Now here's another number—just as painful:
I pay $365 a month for private health insurance here in Portugal.
Full coverage.
For myself, my wife, and our 12-year-old.
No deductible. No copays. Just the premium, and then fixed, point-of-sale costs based on the procedure: €20 for a blood test, €70 for a CT scan, €3.28 for an electrocardiogram. And just to be clear, I didn't leave a zero off that last one.
I've lived in Europe for eight years now—first in the Czech Republic, now in Portugal. In that time, I've needed the healthcare system more than I'd have liked: a back and neck issue in Cascais, Portugal; a wisdom tooth extraction in Prague; more MRIs and radiology appointments than I care to count for nagging sports injuries; and a nasty six-week war with pneumonia that landed me in a Lisbon ER three separate times.
I've used state and private plans, navigated admissions clerks who spoke no English whatsoever, and sat in waiting rooms that ranged from gleaming modern hospitals to facilities that looked like sets from Chernobyl or some other Soviet-era movie—but where, I will note, the machines were entirely modern and the care was entirely excellent.
What I can tell you, having been through all of it: European healthcare is not the horror story American political culture likes to paint it as.
Nor is it the socialist utopia its admirers sometimes oversell.
It's something more useful than either—a real, functioning system that, for most expats, dramatically outperforms what they left behind, at a fraction of the cost.
The quality of care surprised me most. The doctors are well-trained, and the vast majority speak workable-to-excellent English—it's typically the reception staff where you hit a language wall.
What's genuinely different from the US is the pace. Physicians here actually spend time with you. They read your history. They ask follow-up questions that can run 10 to 20 minutes and which suggest that they're curious about you as a patient rather than as a billable unit.
In the middle of my pneumonia ordeal, when I was feeling the worst I’ve ever felt in my life, I told my doctor he might be the best I'd ever seen. Ever. And I was being completely sincere.
Wait times—the favorite cudgel of European healthcare skeptics—are a real consideration, but require context.
State systems in Portugal can mean waiting weeks for non-urgent specialist care; my wife once waited five hours at a state hospital before giving up and going home.

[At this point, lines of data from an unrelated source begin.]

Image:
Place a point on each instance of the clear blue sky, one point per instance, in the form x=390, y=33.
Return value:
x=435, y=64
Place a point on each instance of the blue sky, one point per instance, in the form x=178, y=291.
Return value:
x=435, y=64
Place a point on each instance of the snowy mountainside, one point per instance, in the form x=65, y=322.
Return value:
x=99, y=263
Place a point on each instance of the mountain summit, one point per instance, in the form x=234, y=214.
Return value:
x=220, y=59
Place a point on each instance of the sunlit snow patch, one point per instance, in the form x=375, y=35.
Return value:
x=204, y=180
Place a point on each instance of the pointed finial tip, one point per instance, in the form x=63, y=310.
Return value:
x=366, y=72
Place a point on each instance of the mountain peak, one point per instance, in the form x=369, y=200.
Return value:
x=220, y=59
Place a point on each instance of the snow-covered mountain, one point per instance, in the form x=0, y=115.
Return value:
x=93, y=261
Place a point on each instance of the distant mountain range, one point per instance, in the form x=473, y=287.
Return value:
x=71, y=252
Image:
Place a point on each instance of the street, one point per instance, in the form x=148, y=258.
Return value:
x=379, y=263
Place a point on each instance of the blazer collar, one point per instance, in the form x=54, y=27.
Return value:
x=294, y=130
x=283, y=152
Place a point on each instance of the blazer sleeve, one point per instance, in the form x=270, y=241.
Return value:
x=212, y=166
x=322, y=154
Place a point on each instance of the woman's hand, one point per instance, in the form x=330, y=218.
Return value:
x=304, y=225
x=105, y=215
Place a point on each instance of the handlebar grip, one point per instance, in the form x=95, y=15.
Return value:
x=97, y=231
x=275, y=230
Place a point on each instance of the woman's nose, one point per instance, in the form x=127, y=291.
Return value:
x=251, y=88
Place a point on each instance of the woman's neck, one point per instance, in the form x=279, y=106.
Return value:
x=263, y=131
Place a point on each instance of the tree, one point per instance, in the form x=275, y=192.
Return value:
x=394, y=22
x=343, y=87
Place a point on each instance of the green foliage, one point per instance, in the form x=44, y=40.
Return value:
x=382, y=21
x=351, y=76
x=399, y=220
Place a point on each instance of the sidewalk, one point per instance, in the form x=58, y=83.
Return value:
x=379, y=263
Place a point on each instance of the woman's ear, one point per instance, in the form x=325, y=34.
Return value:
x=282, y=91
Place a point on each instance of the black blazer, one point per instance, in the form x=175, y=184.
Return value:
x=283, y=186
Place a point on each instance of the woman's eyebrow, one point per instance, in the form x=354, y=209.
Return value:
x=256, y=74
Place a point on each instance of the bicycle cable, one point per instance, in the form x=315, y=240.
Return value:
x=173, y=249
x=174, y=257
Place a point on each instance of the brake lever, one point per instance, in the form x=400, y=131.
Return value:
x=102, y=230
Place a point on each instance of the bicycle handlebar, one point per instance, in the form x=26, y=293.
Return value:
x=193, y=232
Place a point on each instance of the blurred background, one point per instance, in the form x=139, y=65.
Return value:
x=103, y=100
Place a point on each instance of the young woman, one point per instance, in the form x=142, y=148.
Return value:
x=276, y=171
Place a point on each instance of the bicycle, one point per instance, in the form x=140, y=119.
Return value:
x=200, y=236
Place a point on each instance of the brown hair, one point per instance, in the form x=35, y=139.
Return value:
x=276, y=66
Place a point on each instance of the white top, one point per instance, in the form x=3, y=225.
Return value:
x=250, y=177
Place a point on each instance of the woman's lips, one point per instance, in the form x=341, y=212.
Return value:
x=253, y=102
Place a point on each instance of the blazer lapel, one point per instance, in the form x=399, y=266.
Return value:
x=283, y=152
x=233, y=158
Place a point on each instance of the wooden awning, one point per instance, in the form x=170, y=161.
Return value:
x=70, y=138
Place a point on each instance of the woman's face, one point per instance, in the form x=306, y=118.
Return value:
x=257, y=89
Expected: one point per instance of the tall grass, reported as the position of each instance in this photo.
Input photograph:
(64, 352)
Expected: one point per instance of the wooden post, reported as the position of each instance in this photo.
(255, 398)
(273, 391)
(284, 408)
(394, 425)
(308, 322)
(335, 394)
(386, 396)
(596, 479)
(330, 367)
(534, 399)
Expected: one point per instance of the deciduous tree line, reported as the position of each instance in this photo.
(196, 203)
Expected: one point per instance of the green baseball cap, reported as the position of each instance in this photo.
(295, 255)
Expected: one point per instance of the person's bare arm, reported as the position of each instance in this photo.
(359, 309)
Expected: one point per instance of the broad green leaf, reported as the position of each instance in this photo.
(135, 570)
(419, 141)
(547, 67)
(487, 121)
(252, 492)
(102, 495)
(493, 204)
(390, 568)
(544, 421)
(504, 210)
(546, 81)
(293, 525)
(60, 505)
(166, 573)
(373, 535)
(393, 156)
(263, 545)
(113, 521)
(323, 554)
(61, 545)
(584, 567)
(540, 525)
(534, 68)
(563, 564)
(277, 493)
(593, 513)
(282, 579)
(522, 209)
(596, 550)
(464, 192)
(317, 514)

Private insurance largely eliminates that friction. I've routinely seen doctors the same day or the following one. And for what it's worth, a recent survey found that Americans in major metro areas now wait an average of 31 days to see a physician—and for specialties like gastroenterology or OB-GYN, it's over 40. The gap everyone assumes exists is narrowing fast, and not in America's favor.
The cost picture varies by country and visa type. Not every residency path qualifies you for the state system, and private premiums differ meaningfully across the continent. A single retiree in Portugal might pay €80 to €200 a month for private coverage depending on age and health history. Ireland runs higher, €200 to €400. Spain falls somewhere in between. In the Czech Republic, I paid around $250 a month for a comprehensive family plan covering three of us.
In every case, the coverage you receive per euro spent makes the American system look like a bad joke—told at your expense… while you wait on hold to dispute a claim.
If you're weighing a move to Europe and healthcare is the thing keeping you up at night, I'd suggest that you may be worrying about the wrong system.